Date of Award

Spring 1-1-2011

Document Type


Degree Name

Master of Science (MS)


Geological Sciences

First Advisor

James P.M. Syvitski

Second Advisor

Albert J. Kettner

Third Advisor

Irina Overeem


To identify general large-scale patterns (slope, slope change, sinuosity) along a river's course the worldwide SRTM 3 arc-second DEM satellite derived data was analyzed. Longitudinal profiles were calculated for sixteen rivers . This analysis uses auxiliary data sets to develop an understanding of the external and internal influences that are pressed upon and inherent within the lower 100 meters of the river systems. Contradictory to previous findings, the sixteen rivers studied here show that slope and sinuosity are not strongly correlated at the reach scale. The total river's longitudinal profile up to 100 meters, provides an average slope and sinuosity throughout the entire system and increases the correlation between slope and sinuosity (~0.56). Comparing the entire river's longitudinal profiles also illustrates a threshold of planform sinuosity (>1.6) in which meandering rivers are found. Using this threshold, the Indus, Mississippi, and Fly Rivers are further examined to understand lateral migration rates, the link between meandering rivers and the production of oxbow lakes throughout their floodplain.

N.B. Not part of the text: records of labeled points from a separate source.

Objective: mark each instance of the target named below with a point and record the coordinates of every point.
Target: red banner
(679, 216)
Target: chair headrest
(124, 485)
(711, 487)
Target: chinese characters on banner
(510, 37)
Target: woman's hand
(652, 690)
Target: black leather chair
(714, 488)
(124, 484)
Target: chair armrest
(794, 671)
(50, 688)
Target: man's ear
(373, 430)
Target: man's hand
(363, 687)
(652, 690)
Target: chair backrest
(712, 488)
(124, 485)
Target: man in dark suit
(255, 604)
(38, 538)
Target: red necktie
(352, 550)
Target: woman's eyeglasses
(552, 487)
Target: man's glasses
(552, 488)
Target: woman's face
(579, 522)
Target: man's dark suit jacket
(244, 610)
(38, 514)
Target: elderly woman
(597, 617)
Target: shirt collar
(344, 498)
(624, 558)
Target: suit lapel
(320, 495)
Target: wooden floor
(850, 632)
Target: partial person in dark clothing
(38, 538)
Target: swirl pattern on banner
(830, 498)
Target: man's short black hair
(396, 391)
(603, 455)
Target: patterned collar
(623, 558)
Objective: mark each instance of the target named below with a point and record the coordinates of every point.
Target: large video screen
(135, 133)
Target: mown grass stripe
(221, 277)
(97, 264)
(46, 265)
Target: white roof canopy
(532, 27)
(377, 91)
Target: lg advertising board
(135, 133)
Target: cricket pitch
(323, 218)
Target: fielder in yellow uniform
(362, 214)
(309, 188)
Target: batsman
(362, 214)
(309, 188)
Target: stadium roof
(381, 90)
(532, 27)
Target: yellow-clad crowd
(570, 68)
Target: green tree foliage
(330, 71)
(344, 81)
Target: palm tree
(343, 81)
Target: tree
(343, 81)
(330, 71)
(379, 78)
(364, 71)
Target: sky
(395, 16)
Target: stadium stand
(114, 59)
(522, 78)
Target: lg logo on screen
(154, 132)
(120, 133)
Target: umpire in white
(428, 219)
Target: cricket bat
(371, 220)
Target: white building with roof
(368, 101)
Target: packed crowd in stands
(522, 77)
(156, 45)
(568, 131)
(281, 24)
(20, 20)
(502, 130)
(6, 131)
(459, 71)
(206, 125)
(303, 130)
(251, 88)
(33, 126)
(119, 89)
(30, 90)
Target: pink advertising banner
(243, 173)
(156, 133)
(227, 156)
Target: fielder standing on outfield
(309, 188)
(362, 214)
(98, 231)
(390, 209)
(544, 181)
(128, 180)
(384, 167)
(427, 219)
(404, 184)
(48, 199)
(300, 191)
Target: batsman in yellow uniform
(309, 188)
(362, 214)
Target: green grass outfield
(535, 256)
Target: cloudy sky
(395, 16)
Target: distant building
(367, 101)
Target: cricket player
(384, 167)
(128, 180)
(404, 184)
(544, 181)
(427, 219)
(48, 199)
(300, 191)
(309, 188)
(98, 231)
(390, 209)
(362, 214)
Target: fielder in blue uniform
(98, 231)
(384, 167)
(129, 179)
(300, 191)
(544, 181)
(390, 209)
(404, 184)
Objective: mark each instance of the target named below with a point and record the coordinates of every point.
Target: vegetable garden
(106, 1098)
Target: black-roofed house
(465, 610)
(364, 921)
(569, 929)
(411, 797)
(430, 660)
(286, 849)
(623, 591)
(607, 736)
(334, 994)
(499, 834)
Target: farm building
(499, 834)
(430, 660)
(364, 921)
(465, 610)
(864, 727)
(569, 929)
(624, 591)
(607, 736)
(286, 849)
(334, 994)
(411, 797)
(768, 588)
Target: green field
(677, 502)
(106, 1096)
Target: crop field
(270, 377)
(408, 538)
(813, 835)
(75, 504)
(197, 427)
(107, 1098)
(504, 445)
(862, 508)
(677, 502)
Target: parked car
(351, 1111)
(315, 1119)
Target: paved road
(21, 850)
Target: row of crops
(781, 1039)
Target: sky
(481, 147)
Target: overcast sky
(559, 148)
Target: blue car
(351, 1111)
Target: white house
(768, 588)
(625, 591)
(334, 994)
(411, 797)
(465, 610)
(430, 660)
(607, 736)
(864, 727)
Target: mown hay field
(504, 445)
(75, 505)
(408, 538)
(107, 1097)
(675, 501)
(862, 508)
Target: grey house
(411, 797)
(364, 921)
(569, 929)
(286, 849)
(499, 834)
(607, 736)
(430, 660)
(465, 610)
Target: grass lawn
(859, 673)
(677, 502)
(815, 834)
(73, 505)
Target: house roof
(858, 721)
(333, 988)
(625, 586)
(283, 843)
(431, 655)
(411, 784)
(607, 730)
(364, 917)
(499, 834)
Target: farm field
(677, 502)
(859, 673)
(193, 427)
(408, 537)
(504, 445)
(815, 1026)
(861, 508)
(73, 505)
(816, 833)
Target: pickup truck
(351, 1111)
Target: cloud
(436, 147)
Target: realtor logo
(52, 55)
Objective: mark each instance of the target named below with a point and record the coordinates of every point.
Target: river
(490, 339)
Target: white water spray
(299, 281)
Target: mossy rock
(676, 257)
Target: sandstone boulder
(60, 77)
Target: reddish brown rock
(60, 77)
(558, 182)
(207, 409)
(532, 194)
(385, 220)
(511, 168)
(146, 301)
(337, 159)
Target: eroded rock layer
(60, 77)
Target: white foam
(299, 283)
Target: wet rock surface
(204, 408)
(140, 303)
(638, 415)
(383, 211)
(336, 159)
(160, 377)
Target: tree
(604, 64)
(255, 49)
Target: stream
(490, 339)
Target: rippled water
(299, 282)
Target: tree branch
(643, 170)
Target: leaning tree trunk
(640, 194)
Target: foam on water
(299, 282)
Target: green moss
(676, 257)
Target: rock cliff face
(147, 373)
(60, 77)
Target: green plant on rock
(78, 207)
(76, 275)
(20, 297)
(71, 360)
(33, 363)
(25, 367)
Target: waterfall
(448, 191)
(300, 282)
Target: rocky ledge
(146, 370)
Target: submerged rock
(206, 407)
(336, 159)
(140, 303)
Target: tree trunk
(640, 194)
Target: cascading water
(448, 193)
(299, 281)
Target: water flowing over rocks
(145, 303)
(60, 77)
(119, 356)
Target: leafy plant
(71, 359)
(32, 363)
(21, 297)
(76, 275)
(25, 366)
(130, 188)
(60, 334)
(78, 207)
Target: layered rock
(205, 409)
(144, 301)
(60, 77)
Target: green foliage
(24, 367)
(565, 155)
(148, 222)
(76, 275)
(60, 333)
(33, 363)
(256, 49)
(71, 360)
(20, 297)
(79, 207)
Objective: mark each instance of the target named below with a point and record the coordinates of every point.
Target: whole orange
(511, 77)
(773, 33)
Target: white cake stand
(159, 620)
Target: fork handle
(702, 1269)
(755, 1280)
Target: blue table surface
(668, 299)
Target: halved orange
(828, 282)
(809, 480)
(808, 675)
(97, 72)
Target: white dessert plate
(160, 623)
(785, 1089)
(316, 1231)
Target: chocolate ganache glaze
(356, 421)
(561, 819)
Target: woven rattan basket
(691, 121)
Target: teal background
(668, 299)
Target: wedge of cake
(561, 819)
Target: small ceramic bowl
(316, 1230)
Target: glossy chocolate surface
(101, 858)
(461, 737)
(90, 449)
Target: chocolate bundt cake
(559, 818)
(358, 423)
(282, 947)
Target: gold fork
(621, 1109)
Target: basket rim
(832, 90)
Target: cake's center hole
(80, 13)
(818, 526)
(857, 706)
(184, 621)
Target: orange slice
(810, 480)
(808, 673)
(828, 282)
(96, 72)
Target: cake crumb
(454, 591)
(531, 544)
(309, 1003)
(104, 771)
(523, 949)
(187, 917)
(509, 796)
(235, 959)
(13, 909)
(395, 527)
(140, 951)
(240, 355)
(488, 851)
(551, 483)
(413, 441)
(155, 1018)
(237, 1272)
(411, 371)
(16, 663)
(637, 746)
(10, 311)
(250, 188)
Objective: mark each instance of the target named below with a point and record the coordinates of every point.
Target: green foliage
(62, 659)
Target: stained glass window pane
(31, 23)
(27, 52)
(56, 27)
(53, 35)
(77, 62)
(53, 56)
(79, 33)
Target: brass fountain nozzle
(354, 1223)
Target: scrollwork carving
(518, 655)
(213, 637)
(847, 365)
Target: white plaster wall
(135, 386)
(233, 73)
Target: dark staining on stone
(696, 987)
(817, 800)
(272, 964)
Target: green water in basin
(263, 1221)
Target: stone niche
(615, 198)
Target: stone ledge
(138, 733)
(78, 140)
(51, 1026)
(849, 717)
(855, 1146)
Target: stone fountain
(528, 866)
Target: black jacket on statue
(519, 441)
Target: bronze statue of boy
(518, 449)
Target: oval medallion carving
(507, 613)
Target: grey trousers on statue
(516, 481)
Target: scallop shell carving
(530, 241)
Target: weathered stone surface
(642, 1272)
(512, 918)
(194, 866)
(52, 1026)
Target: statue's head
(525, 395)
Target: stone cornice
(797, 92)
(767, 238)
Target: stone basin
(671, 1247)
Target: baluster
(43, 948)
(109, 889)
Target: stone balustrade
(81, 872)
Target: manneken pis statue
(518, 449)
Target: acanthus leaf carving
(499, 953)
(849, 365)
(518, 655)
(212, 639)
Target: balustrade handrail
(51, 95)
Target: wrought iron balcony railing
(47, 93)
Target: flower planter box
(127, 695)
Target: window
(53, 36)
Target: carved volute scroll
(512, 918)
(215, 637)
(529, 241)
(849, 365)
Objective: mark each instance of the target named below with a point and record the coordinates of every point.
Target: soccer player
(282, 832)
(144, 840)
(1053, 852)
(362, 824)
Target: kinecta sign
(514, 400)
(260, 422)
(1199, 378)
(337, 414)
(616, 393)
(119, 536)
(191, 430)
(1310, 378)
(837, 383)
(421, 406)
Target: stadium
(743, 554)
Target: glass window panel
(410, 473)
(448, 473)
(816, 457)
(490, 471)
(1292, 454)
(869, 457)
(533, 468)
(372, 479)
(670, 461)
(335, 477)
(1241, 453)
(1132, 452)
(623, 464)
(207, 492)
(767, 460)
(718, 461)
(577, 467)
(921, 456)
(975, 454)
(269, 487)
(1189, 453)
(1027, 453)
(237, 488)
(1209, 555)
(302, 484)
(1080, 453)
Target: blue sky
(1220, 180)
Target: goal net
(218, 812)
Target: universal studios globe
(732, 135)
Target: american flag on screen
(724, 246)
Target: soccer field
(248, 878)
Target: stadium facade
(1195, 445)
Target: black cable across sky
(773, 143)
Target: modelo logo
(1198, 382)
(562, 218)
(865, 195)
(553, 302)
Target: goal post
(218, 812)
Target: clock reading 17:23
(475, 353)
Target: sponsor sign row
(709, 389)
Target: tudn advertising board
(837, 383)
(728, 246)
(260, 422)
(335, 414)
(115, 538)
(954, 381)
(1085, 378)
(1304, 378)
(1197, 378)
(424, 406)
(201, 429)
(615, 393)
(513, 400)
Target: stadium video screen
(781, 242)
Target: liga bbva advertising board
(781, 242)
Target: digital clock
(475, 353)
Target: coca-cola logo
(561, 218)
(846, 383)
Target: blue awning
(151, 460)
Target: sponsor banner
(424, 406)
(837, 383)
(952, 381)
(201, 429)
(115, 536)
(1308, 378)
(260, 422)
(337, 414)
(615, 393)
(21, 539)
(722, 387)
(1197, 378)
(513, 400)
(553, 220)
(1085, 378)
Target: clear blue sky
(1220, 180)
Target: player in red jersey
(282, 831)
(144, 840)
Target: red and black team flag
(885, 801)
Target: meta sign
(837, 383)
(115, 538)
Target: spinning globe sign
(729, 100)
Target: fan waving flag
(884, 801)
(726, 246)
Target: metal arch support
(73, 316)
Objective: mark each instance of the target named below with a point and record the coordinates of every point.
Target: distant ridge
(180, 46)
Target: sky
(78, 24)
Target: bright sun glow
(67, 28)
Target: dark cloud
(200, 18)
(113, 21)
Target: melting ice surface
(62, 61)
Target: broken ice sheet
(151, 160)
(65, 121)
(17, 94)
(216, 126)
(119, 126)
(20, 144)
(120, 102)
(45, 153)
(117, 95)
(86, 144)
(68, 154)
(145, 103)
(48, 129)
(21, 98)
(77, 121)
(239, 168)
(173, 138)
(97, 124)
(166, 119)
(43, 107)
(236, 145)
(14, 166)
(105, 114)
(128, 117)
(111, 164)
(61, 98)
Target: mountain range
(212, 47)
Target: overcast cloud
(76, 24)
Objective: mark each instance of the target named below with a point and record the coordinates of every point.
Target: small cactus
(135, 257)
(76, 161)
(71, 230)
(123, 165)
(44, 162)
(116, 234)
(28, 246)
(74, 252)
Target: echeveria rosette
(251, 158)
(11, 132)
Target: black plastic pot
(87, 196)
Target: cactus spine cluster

The slope of three rivers was examined for external controls by overlaying geological data of bedrock type and fault locations. Neotectonics appears to impact the slope and/or sinuosity of the Mississippi, Niger, and Magdalena rivers. Results indicate growth faulting found in the mud-dominated systems of the Mississippi and Niger influences sinuosity. The resulting sinuosity is greatest in regions where these rivers are bound by growth faults. The Magdalena has several regions where the river intersects strike-slip faults, resulting in increased slopes with the more parallel the encounter. River longitudinal profiles can also reveal areas of bedload erosion and deposition. Zones of erosion (sources) and deposition (sinks), and knowing how to locate them, are of great interest to a variety of geoscientists. These predictive relationships will provide future assistance to the field of fluvial morphology.